Subsequent publications, however, showed that CstF‐64 levels do not change in primary human splenic B cells during differentiation (Martincic et al, 1998), and additional factors have been suggested to play an essential role in activating the secretory μs‐specific poly(A) site (Figure 4A; Edmonds, 2002); in one case, hnRNP F has been proposed to compete with CstF‐64 for binding sequences downstream of the μs‐specific poly(A) site (Veraldi et al, 2001). Furthermore, the U1A protein was reported to inhibit the secretory poly(A) site by a dual mechanism: U1A binding to cognate binding sites upstream to the 3′ end processing signal was reported to inhibit polyadenylation step at the μs‐specific poly(A) site (Phillips et al, 2001), whereas binding downstream inhibited the cleavage reaction by sterically inhibiting CstF‐64 RNA binding at the μs‐specific poly(A) site (Phillips et al, 2004). In any case, these findings illustrate that alternative 3′ end processing may be regulated by a number of different mechanisms to tightly control appropriate poly(A) site selection.

A similar mechanism seems to underlie the regulated expression of the transcription factor NF‐ATc during T‐cell differentiation (Chuvpilo et al, 1999). Two longer isoforms of NF‐ATc mRNA are synthesized in naïve T cells, whereas a shorter isoform is found in effector cells. This switch is mediated by activation of a proximal poly(A) site by upregulation of CstF‐64, which occurs upon T‐cell stimulation. Interestingly, LPS stimulation has recently been shown to increase CstF‐64 expression in macrophages, which promotes alternative polyadenylation of several mRNAs (Shell et al, 2005), establishing a possible link between the induction of an acute‐phase response and alternative polyadenylation. Such a link is also suggested by differences in poly(A) site use in the pancreatitis‐associated protein II/regenerating gene III (PAP II/Reg III), which is expressed during the acute‐phase response following acute pancreatitis. An elongated isoform of the PAP II/Reg III mRNA, which is processed at a downstream poly(A) site, appears to be specifically expressed during the early hours of regeneration, whereas the shorter isoform is expressed for a much longer period (Honda et al, 2002).

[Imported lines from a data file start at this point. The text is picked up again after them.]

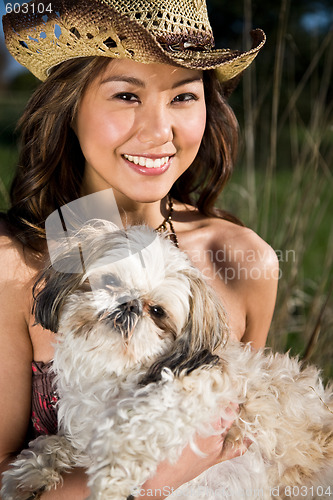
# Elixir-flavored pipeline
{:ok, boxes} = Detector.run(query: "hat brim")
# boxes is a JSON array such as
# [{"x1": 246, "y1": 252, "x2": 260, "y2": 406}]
[{"x1": 3, "y1": 0, "x2": 266, "y2": 82}]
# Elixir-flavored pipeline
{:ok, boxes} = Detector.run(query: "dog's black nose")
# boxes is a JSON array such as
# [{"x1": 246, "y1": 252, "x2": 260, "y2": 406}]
[{"x1": 118, "y1": 296, "x2": 142, "y2": 316}]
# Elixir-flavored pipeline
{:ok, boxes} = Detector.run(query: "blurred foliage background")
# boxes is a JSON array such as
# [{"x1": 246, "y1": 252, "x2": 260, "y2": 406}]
[{"x1": 0, "y1": 0, "x2": 333, "y2": 378}]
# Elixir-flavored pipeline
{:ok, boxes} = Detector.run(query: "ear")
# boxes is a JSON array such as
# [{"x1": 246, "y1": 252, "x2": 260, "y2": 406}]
[
  {"x1": 141, "y1": 269, "x2": 229, "y2": 385},
  {"x1": 32, "y1": 266, "x2": 83, "y2": 333},
  {"x1": 183, "y1": 269, "x2": 229, "y2": 353}
]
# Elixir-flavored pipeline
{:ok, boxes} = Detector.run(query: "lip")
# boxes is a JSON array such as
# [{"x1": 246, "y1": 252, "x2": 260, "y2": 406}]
[
  {"x1": 122, "y1": 153, "x2": 175, "y2": 160},
  {"x1": 121, "y1": 154, "x2": 174, "y2": 176}
]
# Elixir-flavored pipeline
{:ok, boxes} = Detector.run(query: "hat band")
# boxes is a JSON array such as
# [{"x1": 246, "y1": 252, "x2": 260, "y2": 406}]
[{"x1": 155, "y1": 33, "x2": 214, "y2": 52}]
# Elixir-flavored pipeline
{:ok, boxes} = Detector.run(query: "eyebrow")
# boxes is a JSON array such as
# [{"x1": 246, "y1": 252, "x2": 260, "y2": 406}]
[{"x1": 101, "y1": 75, "x2": 202, "y2": 89}]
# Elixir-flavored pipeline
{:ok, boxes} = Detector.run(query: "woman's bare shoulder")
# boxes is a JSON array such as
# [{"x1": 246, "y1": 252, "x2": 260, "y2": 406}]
[
  {"x1": 0, "y1": 220, "x2": 38, "y2": 285},
  {"x1": 208, "y1": 219, "x2": 278, "y2": 268}
]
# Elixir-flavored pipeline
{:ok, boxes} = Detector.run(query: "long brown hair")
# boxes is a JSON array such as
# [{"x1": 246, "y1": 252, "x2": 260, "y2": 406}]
[{"x1": 6, "y1": 57, "x2": 239, "y2": 249}]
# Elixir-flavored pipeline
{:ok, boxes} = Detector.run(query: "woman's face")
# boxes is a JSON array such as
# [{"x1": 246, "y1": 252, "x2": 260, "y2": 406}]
[{"x1": 74, "y1": 59, "x2": 206, "y2": 202}]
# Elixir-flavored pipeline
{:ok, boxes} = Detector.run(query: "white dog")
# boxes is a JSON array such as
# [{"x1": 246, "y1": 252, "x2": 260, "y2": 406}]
[{"x1": 1, "y1": 221, "x2": 333, "y2": 500}]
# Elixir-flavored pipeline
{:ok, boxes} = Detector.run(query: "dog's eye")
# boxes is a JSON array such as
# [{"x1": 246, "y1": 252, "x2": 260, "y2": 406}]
[{"x1": 149, "y1": 306, "x2": 165, "y2": 318}]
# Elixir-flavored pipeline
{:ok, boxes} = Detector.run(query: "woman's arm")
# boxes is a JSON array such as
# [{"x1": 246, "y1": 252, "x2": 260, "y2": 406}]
[
  {"x1": 40, "y1": 409, "x2": 245, "y2": 500},
  {"x1": 0, "y1": 236, "x2": 32, "y2": 492}
]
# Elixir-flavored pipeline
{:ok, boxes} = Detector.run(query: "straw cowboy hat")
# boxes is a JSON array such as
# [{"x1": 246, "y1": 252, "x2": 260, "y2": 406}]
[{"x1": 3, "y1": 0, "x2": 265, "y2": 82}]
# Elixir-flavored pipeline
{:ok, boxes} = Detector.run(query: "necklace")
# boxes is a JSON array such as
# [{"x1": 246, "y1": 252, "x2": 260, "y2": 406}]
[{"x1": 155, "y1": 194, "x2": 179, "y2": 248}]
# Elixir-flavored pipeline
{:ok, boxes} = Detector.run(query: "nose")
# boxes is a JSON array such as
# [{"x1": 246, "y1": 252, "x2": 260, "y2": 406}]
[{"x1": 137, "y1": 103, "x2": 173, "y2": 146}]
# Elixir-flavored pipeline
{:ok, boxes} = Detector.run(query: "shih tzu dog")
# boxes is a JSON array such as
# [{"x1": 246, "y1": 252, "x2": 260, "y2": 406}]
[{"x1": 1, "y1": 221, "x2": 333, "y2": 500}]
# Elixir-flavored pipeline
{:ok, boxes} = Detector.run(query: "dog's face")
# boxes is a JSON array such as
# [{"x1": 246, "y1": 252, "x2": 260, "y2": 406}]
[{"x1": 35, "y1": 224, "x2": 226, "y2": 372}]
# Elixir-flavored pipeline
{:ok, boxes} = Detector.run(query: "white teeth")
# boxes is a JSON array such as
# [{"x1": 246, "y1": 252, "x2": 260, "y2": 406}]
[{"x1": 124, "y1": 155, "x2": 169, "y2": 168}]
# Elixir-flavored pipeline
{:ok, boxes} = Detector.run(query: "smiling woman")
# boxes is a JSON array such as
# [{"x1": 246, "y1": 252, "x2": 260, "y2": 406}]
[
  {"x1": 0, "y1": 0, "x2": 277, "y2": 500},
  {"x1": 73, "y1": 60, "x2": 206, "y2": 206}
]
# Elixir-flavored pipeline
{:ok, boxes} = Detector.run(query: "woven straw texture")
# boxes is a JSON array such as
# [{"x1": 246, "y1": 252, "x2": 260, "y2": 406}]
[{"x1": 3, "y1": 0, "x2": 265, "y2": 82}]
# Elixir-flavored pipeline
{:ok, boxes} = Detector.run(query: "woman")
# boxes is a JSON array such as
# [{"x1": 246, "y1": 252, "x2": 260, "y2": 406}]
[{"x1": 0, "y1": 0, "x2": 277, "y2": 500}]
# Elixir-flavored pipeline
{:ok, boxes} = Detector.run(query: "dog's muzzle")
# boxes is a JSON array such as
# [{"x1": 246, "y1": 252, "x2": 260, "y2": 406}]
[{"x1": 100, "y1": 296, "x2": 143, "y2": 340}]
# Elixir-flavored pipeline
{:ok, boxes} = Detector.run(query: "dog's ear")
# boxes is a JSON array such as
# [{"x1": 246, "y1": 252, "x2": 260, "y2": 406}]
[
  {"x1": 182, "y1": 269, "x2": 229, "y2": 353},
  {"x1": 32, "y1": 265, "x2": 83, "y2": 333},
  {"x1": 141, "y1": 269, "x2": 229, "y2": 385}
]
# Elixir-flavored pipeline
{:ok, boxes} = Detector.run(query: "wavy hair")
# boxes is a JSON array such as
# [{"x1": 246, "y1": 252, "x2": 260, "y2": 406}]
[{"x1": 6, "y1": 57, "x2": 240, "y2": 250}]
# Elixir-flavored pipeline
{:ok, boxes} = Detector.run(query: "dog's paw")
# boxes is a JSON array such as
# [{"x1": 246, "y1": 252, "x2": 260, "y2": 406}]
[{"x1": 1, "y1": 444, "x2": 62, "y2": 500}]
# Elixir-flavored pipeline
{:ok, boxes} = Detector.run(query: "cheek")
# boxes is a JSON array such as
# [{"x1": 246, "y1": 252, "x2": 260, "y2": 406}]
[
  {"x1": 181, "y1": 106, "x2": 206, "y2": 155},
  {"x1": 75, "y1": 103, "x2": 133, "y2": 158}
]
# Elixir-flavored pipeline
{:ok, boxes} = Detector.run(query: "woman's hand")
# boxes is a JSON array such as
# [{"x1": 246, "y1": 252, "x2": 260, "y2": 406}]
[{"x1": 135, "y1": 404, "x2": 251, "y2": 500}]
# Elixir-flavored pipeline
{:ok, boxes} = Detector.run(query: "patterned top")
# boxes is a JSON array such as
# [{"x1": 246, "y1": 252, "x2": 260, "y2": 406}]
[{"x1": 31, "y1": 361, "x2": 59, "y2": 438}]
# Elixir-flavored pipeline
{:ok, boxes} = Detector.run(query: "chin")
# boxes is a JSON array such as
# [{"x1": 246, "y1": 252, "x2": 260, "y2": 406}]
[{"x1": 1, "y1": 221, "x2": 333, "y2": 500}]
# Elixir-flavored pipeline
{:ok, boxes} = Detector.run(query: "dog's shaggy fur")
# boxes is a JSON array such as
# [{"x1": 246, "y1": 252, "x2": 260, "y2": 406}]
[{"x1": 1, "y1": 222, "x2": 333, "y2": 500}]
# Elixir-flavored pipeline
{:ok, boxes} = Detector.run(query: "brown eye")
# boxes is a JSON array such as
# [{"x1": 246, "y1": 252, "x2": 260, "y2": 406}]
[{"x1": 149, "y1": 306, "x2": 165, "y2": 319}]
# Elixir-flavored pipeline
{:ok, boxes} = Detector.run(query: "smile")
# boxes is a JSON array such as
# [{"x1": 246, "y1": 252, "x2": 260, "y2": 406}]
[{"x1": 123, "y1": 155, "x2": 170, "y2": 168}]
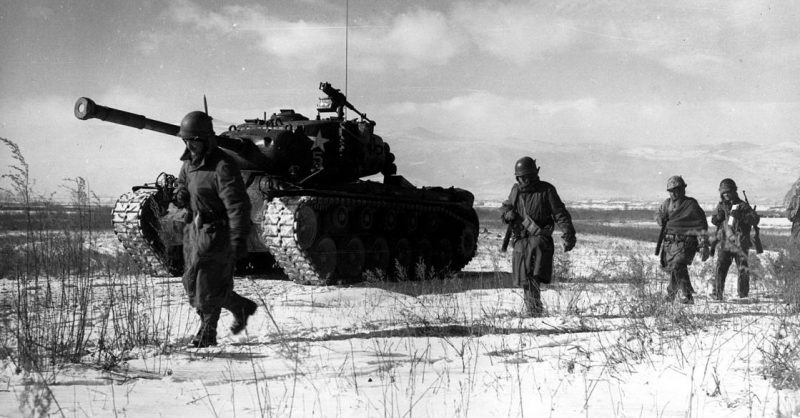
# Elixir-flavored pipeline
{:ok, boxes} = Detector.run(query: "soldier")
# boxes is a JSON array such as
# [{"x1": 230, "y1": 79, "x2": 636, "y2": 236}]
[
  {"x1": 711, "y1": 179, "x2": 759, "y2": 300},
  {"x1": 175, "y1": 112, "x2": 258, "y2": 348},
  {"x1": 783, "y1": 179, "x2": 800, "y2": 253},
  {"x1": 656, "y1": 176, "x2": 709, "y2": 304},
  {"x1": 501, "y1": 157, "x2": 576, "y2": 316}
]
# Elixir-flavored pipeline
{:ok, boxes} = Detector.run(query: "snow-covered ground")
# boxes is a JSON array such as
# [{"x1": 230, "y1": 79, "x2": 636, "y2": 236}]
[{"x1": 0, "y1": 231, "x2": 800, "y2": 418}]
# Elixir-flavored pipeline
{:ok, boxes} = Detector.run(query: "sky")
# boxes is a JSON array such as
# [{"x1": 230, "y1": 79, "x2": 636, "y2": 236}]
[{"x1": 0, "y1": 0, "x2": 800, "y2": 199}]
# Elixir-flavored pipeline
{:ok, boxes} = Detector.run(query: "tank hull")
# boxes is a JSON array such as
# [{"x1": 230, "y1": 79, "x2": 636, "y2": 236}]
[{"x1": 114, "y1": 176, "x2": 479, "y2": 285}]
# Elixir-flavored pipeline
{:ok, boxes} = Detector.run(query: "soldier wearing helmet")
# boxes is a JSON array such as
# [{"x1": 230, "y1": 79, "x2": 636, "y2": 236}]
[
  {"x1": 501, "y1": 157, "x2": 576, "y2": 316},
  {"x1": 175, "y1": 112, "x2": 258, "y2": 347},
  {"x1": 656, "y1": 176, "x2": 709, "y2": 304},
  {"x1": 783, "y1": 179, "x2": 800, "y2": 256},
  {"x1": 711, "y1": 179, "x2": 759, "y2": 300}
]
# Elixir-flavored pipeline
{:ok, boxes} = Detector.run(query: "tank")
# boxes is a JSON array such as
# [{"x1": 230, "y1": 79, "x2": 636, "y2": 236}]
[{"x1": 75, "y1": 83, "x2": 479, "y2": 285}]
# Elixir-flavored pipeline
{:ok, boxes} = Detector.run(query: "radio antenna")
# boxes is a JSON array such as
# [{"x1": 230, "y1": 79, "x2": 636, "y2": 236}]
[{"x1": 344, "y1": 0, "x2": 350, "y2": 96}]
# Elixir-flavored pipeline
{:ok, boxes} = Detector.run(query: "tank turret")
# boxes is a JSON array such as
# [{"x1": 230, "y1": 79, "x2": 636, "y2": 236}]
[
  {"x1": 75, "y1": 83, "x2": 479, "y2": 284},
  {"x1": 75, "y1": 83, "x2": 397, "y2": 184}
]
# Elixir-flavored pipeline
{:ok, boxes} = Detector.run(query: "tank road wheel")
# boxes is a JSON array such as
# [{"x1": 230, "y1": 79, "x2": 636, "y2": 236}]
[
  {"x1": 403, "y1": 212, "x2": 419, "y2": 233},
  {"x1": 383, "y1": 209, "x2": 397, "y2": 231},
  {"x1": 414, "y1": 238, "x2": 433, "y2": 279},
  {"x1": 328, "y1": 205, "x2": 350, "y2": 231},
  {"x1": 391, "y1": 238, "x2": 414, "y2": 280},
  {"x1": 358, "y1": 208, "x2": 375, "y2": 231},
  {"x1": 433, "y1": 238, "x2": 453, "y2": 269},
  {"x1": 422, "y1": 213, "x2": 440, "y2": 234},
  {"x1": 456, "y1": 226, "x2": 478, "y2": 260},
  {"x1": 294, "y1": 206, "x2": 319, "y2": 250},
  {"x1": 309, "y1": 237, "x2": 336, "y2": 283},
  {"x1": 366, "y1": 237, "x2": 392, "y2": 274},
  {"x1": 337, "y1": 237, "x2": 366, "y2": 281}
]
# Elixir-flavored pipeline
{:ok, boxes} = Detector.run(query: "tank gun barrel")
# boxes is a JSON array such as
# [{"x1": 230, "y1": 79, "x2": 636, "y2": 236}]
[
  {"x1": 75, "y1": 97, "x2": 181, "y2": 136},
  {"x1": 75, "y1": 97, "x2": 252, "y2": 152}
]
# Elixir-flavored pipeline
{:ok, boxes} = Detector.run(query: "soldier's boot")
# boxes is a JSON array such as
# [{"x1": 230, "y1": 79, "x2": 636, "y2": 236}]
[
  {"x1": 226, "y1": 292, "x2": 258, "y2": 335},
  {"x1": 193, "y1": 309, "x2": 219, "y2": 348},
  {"x1": 189, "y1": 310, "x2": 205, "y2": 347},
  {"x1": 523, "y1": 283, "x2": 544, "y2": 317},
  {"x1": 736, "y1": 271, "x2": 750, "y2": 298}
]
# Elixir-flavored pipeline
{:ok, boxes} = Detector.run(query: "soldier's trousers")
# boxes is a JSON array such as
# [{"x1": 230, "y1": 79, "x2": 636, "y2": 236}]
[
  {"x1": 183, "y1": 223, "x2": 249, "y2": 315},
  {"x1": 511, "y1": 235, "x2": 555, "y2": 314},
  {"x1": 667, "y1": 264, "x2": 694, "y2": 300},
  {"x1": 661, "y1": 236, "x2": 698, "y2": 300},
  {"x1": 713, "y1": 250, "x2": 750, "y2": 299}
]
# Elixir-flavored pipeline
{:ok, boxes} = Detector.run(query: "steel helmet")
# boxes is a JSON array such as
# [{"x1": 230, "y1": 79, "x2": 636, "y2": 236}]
[
  {"x1": 178, "y1": 110, "x2": 214, "y2": 138},
  {"x1": 514, "y1": 157, "x2": 539, "y2": 177},
  {"x1": 719, "y1": 179, "x2": 737, "y2": 193},
  {"x1": 667, "y1": 176, "x2": 686, "y2": 191}
]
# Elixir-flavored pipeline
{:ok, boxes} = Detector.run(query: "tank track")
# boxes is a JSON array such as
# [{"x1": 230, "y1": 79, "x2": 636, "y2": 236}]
[
  {"x1": 111, "y1": 189, "x2": 174, "y2": 277},
  {"x1": 261, "y1": 196, "x2": 478, "y2": 285}
]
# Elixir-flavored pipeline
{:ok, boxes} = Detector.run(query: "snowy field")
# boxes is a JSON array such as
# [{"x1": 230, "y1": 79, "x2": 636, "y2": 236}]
[{"x1": 0, "y1": 230, "x2": 800, "y2": 418}]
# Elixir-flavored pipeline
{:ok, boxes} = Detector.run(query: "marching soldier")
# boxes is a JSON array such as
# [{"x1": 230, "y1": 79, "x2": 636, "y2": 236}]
[
  {"x1": 656, "y1": 176, "x2": 709, "y2": 304},
  {"x1": 500, "y1": 157, "x2": 576, "y2": 316},
  {"x1": 711, "y1": 179, "x2": 759, "y2": 300},
  {"x1": 175, "y1": 112, "x2": 258, "y2": 348},
  {"x1": 784, "y1": 179, "x2": 800, "y2": 256}
]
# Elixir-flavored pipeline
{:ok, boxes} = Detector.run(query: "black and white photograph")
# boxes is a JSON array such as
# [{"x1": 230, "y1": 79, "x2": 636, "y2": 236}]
[{"x1": 0, "y1": 0, "x2": 800, "y2": 418}]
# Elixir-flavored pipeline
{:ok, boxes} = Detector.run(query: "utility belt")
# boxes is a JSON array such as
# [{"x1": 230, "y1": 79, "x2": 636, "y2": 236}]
[
  {"x1": 664, "y1": 234, "x2": 697, "y2": 242},
  {"x1": 192, "y1": 212, "x2": 228, "y2": 228},
  {"x1": 514, "y1": 228, "x2": 554, "y2": 239}
]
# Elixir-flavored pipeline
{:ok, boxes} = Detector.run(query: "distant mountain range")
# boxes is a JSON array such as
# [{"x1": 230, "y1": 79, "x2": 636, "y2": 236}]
[{"x1": 384, "y1": 128, "x2": 800, "y2": 205}]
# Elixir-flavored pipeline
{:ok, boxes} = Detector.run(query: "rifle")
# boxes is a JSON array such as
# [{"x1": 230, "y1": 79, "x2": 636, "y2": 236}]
[
  {"x1": 500, "y1": 224, "x2": 512, "y2": 253},
  {"x1": 742, "y1": 190, "x2": 764, "y2": 254}
]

Further links between acute‐phase reactions and alternative polyadenylation have since been demonstrated for the inducible and tissue‐specific expression Cox‐2 mRNA in liver and colon cells (Ristimaki et al, 1996; Hall‐Pogar et al, 2005), in human neocortex in Alzheimer disease (Lukiw and Bazan, 1997) and for tropoelastin expression in sun‐damaged skin (Schwartz et al, 1998).

Cancer and 3′ end formation

Mutations that drive uncontrolled cell‐cycle progression are critical events in tumorigenesis (Kastan and Bartek, 2004). Interestingly, PAP activity is regulated in a cyclin‐dependent manner (Colgan et al, 1996, 1998) and is critical for early development (Ballantyne et al, 1995). Furthermore, depletion of CstF‐64 can lead to cell‐cycle arrest and result in apoptosis (Takagaki and Manley, 1998). Similarly, defective PAP causes cell‐cycle arrest in the G0–G1 phases (Zhao and Manley, 1996). PAP mRNA is overexpressed in human carcinomas of the breast, colon, ovary and pancreas (Pendurthi et al, 1997), and polyadenylation activity is significantly enhanced in aggressive acute leukemias and Burkitt lymphoma compared with less aggressive chronic leukemias and normal lymphocytes (Trangas et al, 1984); a similar situation applies to aggressive forms compared to less progressive forms of breast cancer (Scorilas et al, 2000). The activity of PAP thus likely reflects the proliferative activity of cells and serves as an indicator for dedifferentiation. Therefore, it may serve as a prognostic biomarker in different forms of malignancy (Pangalis et al, 1985; Sasaki et al, 1990; for review see Jacob et al, 1989; Scorilas, 2002).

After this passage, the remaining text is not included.